Many organizations don’t have the resources to fund computer vision labs and create deep learning models and neural networks. They may also lack the computing power that is required to process huge sets of visual data. Companies such as IBM are helping by offering computer vision software development services. These services deliver pre-built learning models available from the cloud—and also ease demand on computing resources. Users connect to the services through an application programming interface (API) and use them to develop computer vision applications.

IBM has also introduced a computer vision platform that addresses both developmental and computing resource concerns. IBM Maximo® Visual Inspection includes tools that enable subject matter experts to label, train and deploy deep learning vision models—without coding or deep learning expertise. The vision models can be deployed in local data centers, the cloud and edge devices.

While it’s getting easier to obtain resources to develop computer vision applications, an important question to answer early on is: What exactly will these applications do? Understanding and defining specific computer vision tasks can focus and validate projects and applications and make it easier to get started.

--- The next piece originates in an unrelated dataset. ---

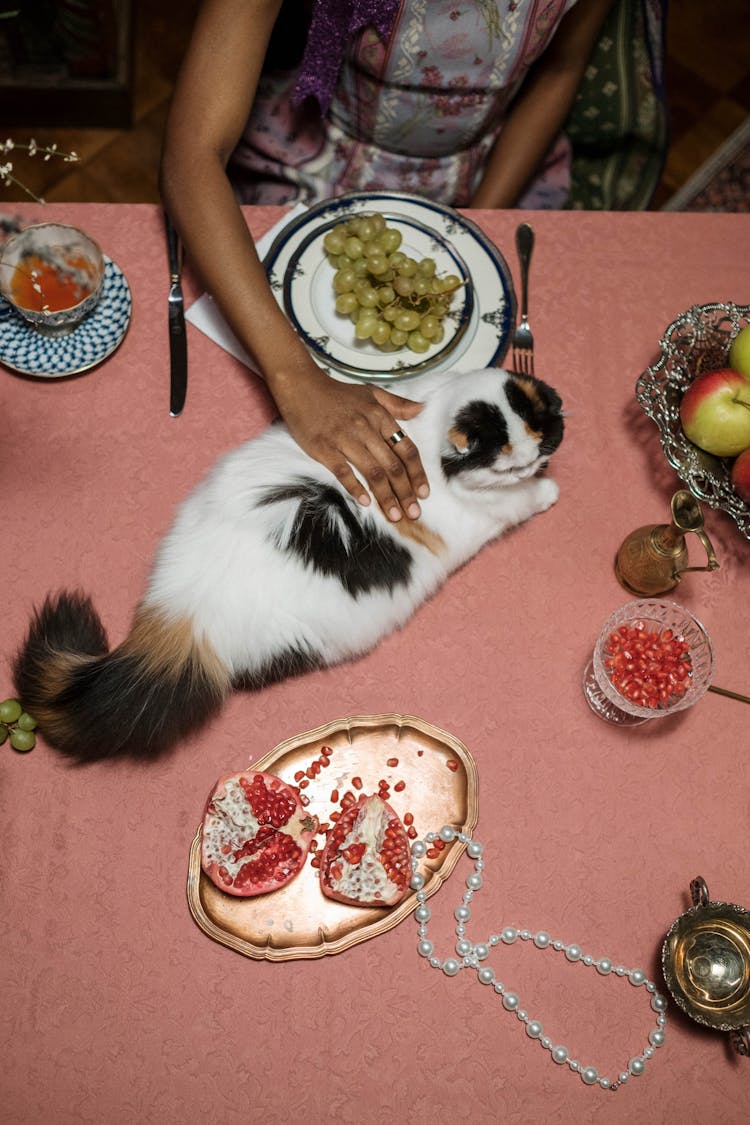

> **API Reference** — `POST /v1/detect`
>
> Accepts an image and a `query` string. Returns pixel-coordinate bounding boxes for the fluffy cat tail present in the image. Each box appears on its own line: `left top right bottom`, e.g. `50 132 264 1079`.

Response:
13 592 231 762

Here are a few examples of established computer vision tasks:

  • Image classification sees an image and can classify it (a dog, an apple, a person’s face). More precisely, it is able to accurately predict that a given image belongs to a certain class. For example, a social media company might want to use it to automatically identify and segregate objectionable images uploaded by users.
  • Object detection can use image classification to identify a certain class of image and then detect and tabulate their appearance in an image or video. Examples include detecting damages on an assembly line or identifying machinery that requires maintenance.
  • Object tracking follows or tracks an object once it is detected. This task is often executed with images captured in sequence or real-time video feeds. Autonomous vehicles, for example, need to not only classify and detect objects such as pedestrians, other cars and road infrastructure, they need to track them in motion to avoid collisions and obey traffic laws.7
  • Content-based image retrieval uses computer vision to browse, search and retrieve images from large data stores, based on the content of the images rather than metadata tags associated with them. This task can incorporate automatic image annotation that replaces manual image tagging. These tasks can be used for digital asset management systems and can increase the accuracy of search and retrieval.